Obama Has Authority to Spend without Congressional Approval, Expert Says
FAYETTEVILLE, Ark. July 28, 2011 - Constitutional law expert Steve Sheppard is available to discuss whether President Barack Obama has the constitutional authority to avoid default by paying government bonds unilaterally and spending money without Congressional approval.
The answer can be found in the case law and Constitutional history, says Sheppard, who is the Enfield Professor Law at the University of Arkansas. The 14th Amendment allows the president to pay bonds already authorized, he says, even if Congress gives no further authorization.
Sheppard says Obama may even be able to allow the Treasury to issue as many new bonds as it buys back. The president cannot, however, order the sale of more bonds than already allowed, which would reduce revenue from debt until the ceiling is reached but avoid default on any bonds that mature.
"There are plenty of people who would disagree with this," Sheppard says, "but I think it best explains the history during Reconstruction amendments to the Constitution, in the light of Chief Justice Hughes' opinion in 1935."
Sheppard recognizes that any unilateral action by the president to spend money without congressional authority would almost certainly lead to a federal court case, and House Republicans might attempt to impeach him.

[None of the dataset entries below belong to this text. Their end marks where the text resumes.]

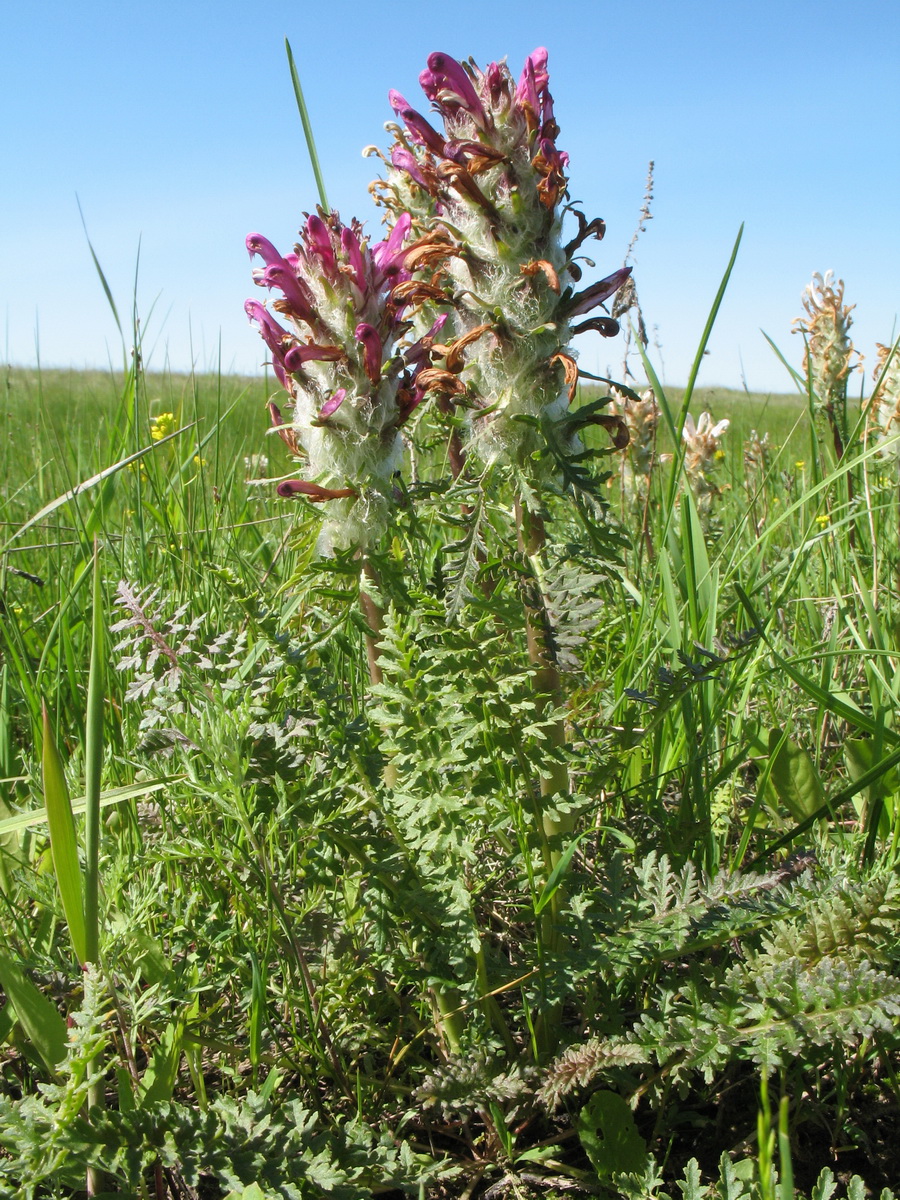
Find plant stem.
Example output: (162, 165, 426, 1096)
(515, 499, 572, 851)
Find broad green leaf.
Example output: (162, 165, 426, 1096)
(132, 931, 170, 987)
(139, 1014, 185, 1106)
(577, 1090, 650, 1179)
(0, 948, 67, 1073)
(767, 728, 826, 822)
(845, 739, 897, 838)
(41, 704, 87, 965)
(223, 1187, 269, 1200)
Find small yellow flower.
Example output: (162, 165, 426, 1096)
(150, 412, 176, 441)
(193, 455, 207, 468)
(816, 514, 830, 525)
(795, 460, 806, 469)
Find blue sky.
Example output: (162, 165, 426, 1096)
(3, 0, 898, 392)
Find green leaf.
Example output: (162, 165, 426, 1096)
(845, 739, 897, 838)
(577, 1090, 650, 1179)
(0, 948, 67, 1073)
(41, 703, 87, 965)
(534, 832, 587, 914)
(767, 728, 826, 822)
(223, 1187, 270, 1200)
(130, 930, 170, 987)
(139, 1014, 185, 1106)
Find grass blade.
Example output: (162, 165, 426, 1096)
(83, 542, 104, 964)
(41, 702, 87, 966)
(285, 39, 330, 213)
(0, 778, 182, 835)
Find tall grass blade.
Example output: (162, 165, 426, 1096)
(679, 225, 743, 422)
(76, 196, 123, 340)
(83, 542, 104, 964)
(285, 39, 330, 213)
(41, 703, 87, 965)
(0, 778, 180, 835)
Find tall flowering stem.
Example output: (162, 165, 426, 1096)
(372, 51, 631, 909)
(611, 386, 664, 557)
(681, 411, 730, 523)
(245, 209, 455, 694)
(794, 271, 860, 463)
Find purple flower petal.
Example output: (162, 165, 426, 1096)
(372, 213, 411, 285)
(484, 61, 508, 106)
(567, 266, 633, 318)
(388, 90, 447, 156)
(426, 52, 486, 124)
(262, 263, 315, 323)
(245, 300, 294, 385)
(340, 227, 368, 290)
(318, 388, 347, 420)
(418, 68, 439, 102)
(283, 342, 344, 373)
(404, 313, 448, 368)
(246, 233, 285, 265)
(306, 214, 336, 274)
(396, 386, 426, 425)
(390, 145, 429, 188)
(516, 56, 539, 118)
(355, 323, 383, 382)
(244, 300, 289, 356)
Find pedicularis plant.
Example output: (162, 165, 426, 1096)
(4, 46, 900, 1200)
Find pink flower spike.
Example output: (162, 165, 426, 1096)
(426, 52, 486, 124)
(356, 323, 383, 383)
(318, 388, 347, 421)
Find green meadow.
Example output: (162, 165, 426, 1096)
(3, 335, 900, 1199)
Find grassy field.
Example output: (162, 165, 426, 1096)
(2, 341, 900, 1200)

"A lawsuit would drag on, but the courts would not interfere with the power of the president to pay the national debt," he says. "Under a long-standing doctrine called justiciability, such suits would be dismissed. As for impeachment, even if a majority of the House were willing to set such a precedent, the Senate would never accept it."
Rather than a threat to the Constitution, the greater danger to the United States is a loss of reputation internationally, Sheppard says. And that reputation is worth a lot of money.
"The real problem is the Tea Party," he says. "There is no evidence that members of Congress who follow it understand how the U.S. economy works. If the world's investors think the federal budget and the U.S. dollar are hostage to those who subscribe to the ideas of Grover Norquist, that will really hurt our credit, and if the credit rating of the United States takes a hit because investors stop accepting the full faith and credit of the United States, we will have to raise trillions more in taxes. And if these investors believe we'd rather have the lowest taxes in the Western world than to feed widows and orphans or build roads or fund tomorrow's patent research, we could go down the credit-rating tubes fast."